It seems pretty indisputable that whatever one thinks of charter schools, they do cause some changes in school districts where they’re present in any significant number. It’s a legitimate question whether those changes actually get to the level of teaching and learning, but as the dance Washington D.C. Superintendent Janey is doing illustrates, they do shake things up. You could argue, of course, that charters are merely present in large numbers in places where things are really screwed up and so that, not the charters, causes changes. But I think the evidence runs the other way.
In any event, I was thinking about all that reading Janey’s remarks and Mike Casserly’s interesting op-ed in Sunday’s WaPo. Casserly is exactly right that governance changes alone don’t solve anything. Paul Hill made that point in greater depth in this paper a few years back. But where I think Mike gets it wrong, or doesn’t engage enough, is the question of the best way to get to alignment and clarity in a place like D.C. I think the notion that consolidating power and accountability and reworking the system that way, with that leverage point, rather than trying to do it through a demonstrably dysfunctional governance arrangement is a very plausible theory of action. And, since the process that puts in place a mayoral takeover, the option on the table now, has to be democratic at some level — mayoral election, state legislature, etc…I don’t see it as illegitimate. Likewise, it doesn’t have to be permanent, either. Further, in this case, as Mike points out, the redundancy in education governance in Washington is almost comical. D.C. could do a lot worse than look to Hawaii for some ideas on having a unified state/school district structure since there is only one school district in Washington in the first place. So Mike’s right about the core issues, but I’m not sure the process question, how to get there, is nearly as encouraging as he makes it out to be. In other words, I don’t have much confidence in the current arrangements in D.C. to bring about the changes, even with the pressure of the growing market share of charters.

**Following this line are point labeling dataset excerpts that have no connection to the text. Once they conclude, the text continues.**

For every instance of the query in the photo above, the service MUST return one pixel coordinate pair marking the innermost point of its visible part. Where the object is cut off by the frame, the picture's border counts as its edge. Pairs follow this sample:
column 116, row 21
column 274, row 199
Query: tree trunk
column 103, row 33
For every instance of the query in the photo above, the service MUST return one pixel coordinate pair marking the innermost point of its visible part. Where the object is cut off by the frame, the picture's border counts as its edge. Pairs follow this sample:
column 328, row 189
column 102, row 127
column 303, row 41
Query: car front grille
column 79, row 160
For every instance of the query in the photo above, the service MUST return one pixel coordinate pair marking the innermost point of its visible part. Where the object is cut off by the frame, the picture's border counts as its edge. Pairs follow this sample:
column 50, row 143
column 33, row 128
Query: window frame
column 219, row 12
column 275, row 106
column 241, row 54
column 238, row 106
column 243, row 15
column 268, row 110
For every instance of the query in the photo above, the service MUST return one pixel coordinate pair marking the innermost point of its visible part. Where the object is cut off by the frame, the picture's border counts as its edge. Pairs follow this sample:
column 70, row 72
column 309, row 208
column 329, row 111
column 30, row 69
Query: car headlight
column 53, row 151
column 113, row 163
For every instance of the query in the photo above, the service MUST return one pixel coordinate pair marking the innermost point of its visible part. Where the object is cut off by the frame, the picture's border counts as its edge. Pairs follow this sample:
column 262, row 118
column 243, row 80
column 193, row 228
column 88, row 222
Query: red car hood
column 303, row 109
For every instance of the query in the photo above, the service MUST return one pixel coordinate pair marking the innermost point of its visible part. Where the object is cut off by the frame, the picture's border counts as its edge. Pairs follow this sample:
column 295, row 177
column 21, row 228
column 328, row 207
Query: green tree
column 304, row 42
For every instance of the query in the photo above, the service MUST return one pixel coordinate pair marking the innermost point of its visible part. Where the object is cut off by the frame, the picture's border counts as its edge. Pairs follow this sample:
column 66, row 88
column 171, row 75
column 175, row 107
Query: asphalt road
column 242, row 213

Update: Sara Mead, who knows much more about D.C.’s education scene than most, makes some good points about going the Hawaii route and I should have been clearer. I’m not saying that D.C. should adopt the HI model whole hog. Rather, I’m merely saying that there is a lot of redundancy and even considering the pluralism around charter schools and the dual responsibilities of being a state and a school district, there are ways to structure governance that are a lot more streamlined, aligned, and effective than the system now and HI shows that.